At the annual TechCrunch Disrupt conference in San Francisco on Tuesday, CEO Marc Benioff announced that the new member of the sales software company’s C-suite would be announced next week and would report directly to him, TechCrunch’s Ron Miller explains:
Benioff, speaking on stage at TechCrunch Disrupt San Francisco with editor-in-chief Matthew Panzarino, talked about his commitment to helping improve the world. While he has built charitable efforts and equality into his own company, and he admits there is a self-serving component to this, he believes that companies need to give back. “We can just focus on our own results, our own tech, but you won’t get the joy that comes from giving, the real pleasure of helping people. You’re not only helping other people, you’re helping yourself,” Benioff says. …
[W]hile profit and building great products is an integral part of [the value system Salesforce espouses, Benioff] hopes companies can use the wealth they gain by making great products to help make the world a better place.
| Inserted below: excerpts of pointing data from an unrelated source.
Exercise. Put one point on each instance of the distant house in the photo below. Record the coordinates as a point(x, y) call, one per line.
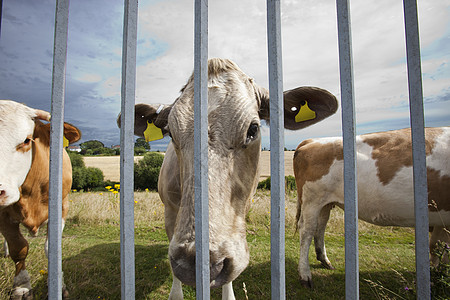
point(75, 148)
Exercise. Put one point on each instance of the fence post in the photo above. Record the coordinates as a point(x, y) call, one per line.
point(348, 133)
point(127, 263)
point(277, 198)
point(56, 146)
point(418, 149)
point(201, 150)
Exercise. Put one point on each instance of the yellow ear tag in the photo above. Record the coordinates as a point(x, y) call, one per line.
point(152, 133)
point(305, 114)
point(65, 142)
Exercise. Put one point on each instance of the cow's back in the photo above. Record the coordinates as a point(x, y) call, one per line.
point(384, 169)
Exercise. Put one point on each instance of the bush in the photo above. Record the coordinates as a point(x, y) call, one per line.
point(94, 177)
point(289, 182)
point(146, 171)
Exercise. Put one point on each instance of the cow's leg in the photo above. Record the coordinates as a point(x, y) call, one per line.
point(18, 249)
point(176, 292)
point(65, 293)
point(5, 248)
point(439, 234)
point(307, 228)
point(227, 292)
point(319, 237)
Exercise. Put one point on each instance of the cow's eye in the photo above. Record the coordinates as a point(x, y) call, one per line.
point(252, 132)
point(25, 145)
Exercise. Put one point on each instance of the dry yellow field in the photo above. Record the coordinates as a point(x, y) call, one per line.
point(110, 165)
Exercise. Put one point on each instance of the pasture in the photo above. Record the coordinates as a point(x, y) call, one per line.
point(91, 254)
point(110, 165)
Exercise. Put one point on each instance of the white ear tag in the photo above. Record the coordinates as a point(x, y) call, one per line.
point(305, 114)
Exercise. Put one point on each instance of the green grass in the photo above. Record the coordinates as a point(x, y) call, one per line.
point(91, 255)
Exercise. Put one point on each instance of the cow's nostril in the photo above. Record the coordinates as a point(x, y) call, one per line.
point(216, 269)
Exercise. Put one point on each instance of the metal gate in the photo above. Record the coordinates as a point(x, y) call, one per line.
point(276, 145)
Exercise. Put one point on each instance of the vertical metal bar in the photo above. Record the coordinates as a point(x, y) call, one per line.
point(418, 148)
point(277, 198)
point(127, 150)
point(56, 146)
point(1, 16)
point(201, 150)
point(348, 128)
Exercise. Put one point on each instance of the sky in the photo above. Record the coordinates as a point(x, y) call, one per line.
point(237, 30)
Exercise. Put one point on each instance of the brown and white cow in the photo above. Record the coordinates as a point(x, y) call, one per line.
point(24, 179)
point(236, 106)
point(385, 186)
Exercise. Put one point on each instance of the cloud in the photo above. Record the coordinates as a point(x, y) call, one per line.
point(237, 30)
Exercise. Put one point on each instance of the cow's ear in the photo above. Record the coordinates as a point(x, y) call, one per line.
point(150, 117)
point(71, 133)
point(303, 106)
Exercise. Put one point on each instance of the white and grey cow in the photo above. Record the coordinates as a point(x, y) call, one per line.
point(385, 186)
point(236, 106)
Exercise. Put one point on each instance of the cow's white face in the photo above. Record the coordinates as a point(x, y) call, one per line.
point(236, 106)
point(16, 136)
point(233, 157)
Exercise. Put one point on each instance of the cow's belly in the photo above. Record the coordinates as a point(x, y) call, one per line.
point(392, 204)
point(385, 205)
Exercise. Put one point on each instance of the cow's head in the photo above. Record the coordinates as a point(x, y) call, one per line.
point(17, 123)
point(236, 106)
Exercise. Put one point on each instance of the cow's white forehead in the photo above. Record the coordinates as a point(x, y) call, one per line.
point(16, 121)
point(12, 112)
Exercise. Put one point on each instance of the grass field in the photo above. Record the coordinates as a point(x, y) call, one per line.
point(91, 254)
point(110, 165)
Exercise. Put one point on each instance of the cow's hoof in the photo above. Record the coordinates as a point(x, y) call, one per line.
point(307, 283)
point(327, 265)
point(21, 294)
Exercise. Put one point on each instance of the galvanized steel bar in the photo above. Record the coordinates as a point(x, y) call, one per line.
point(201, 150)
point(277, 193)
point(1, 16)
point(127, 263)
point(348, 132)
point(418, 149)
point(56, 147)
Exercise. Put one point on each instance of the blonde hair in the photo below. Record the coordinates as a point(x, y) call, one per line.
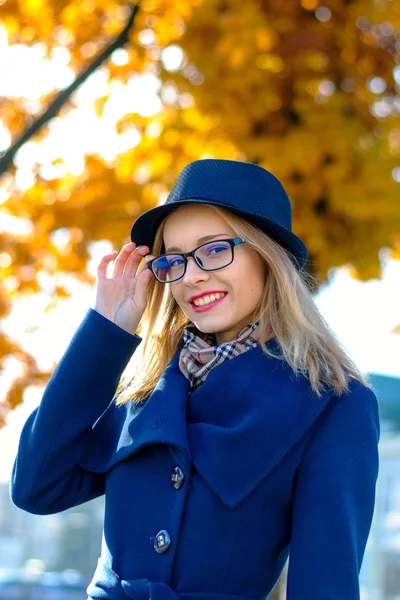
point(286, 306)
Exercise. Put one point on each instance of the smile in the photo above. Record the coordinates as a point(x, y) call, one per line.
point(207, 306)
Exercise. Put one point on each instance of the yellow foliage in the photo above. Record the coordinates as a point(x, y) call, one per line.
point(276, 83)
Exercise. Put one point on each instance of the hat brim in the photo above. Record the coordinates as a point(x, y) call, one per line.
point(145, 228)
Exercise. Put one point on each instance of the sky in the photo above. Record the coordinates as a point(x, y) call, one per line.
point(361, 314)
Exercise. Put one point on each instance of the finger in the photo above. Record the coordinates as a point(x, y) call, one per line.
point(120, 261)
point(102, 267)
point(135, 260)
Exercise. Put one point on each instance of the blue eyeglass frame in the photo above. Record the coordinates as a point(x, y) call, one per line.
point(185, 255)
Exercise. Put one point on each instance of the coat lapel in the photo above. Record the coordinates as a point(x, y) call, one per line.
point(236, 427)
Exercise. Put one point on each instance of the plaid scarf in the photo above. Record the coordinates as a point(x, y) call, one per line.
point(200, 354)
The Chief Equality Officer will build those values into the fabric of the organization, bringing a voice directly to the C suite.
At the Drum, Haley Velasco notes how this new role fits in with Benioff’s assertively progressive vision for his organization:
In 2015, Salesforce worked to equalize salaries for men and women in the company by spending $3m in 2015 to close the technology gender pay gap within the company’s own walls. According to Salesforce’s EVP of global employee success, Cindy Robbins, 1,000 — six percent — of employees received a salary adjustment.
Additionally, Salesforce has committed millions of dollars to public schools — donating $8.5m to the San Francisco and Oakland public school districts this year — and has opposed and worked to overturn anti-L.G.B.T. laws in states like Indiana, Georgia and North Carolina. Thanks to the company’s “1-1-1” program —where it contributes one percent of its equity, one percent of its profit and one percent of its employees’ time to a non-profit foundation — Salesforce has provided almost 2 million hours of volunteer work and has given out $130m in grants (its target is $140m for 2017).
“Silicon Valley doesn’t have to be stingy, like it traditionally has been,” he said.
But Salesforce still has a ways to go toward closing the race and gender gaps in its own workforce, USA Today’s Jessica Guynn adds:
Salesforce.com suffers from the same lack of diversity as the rest of Silicon Valley tech companies. At Salesforce, seven out of 10 employees and eight out of 10 senior leaders around the globe are men. Like other major tech companies, gender is not the only gap facing Salesforce.com. In the U.S., 2% of Salesforce employees are African American and 4% are Hispanic.
Salesforce.com came under fire last year from people of color for focusing diversity efforts on closing the gender gap. On Tuesday, Benioff made a strong statement on the importance of closing the racial gap in tech. “I believe that we have to have greater racial equality in our industry,” Benioff said. “We have to move our standards up. We have to move the numbers up.”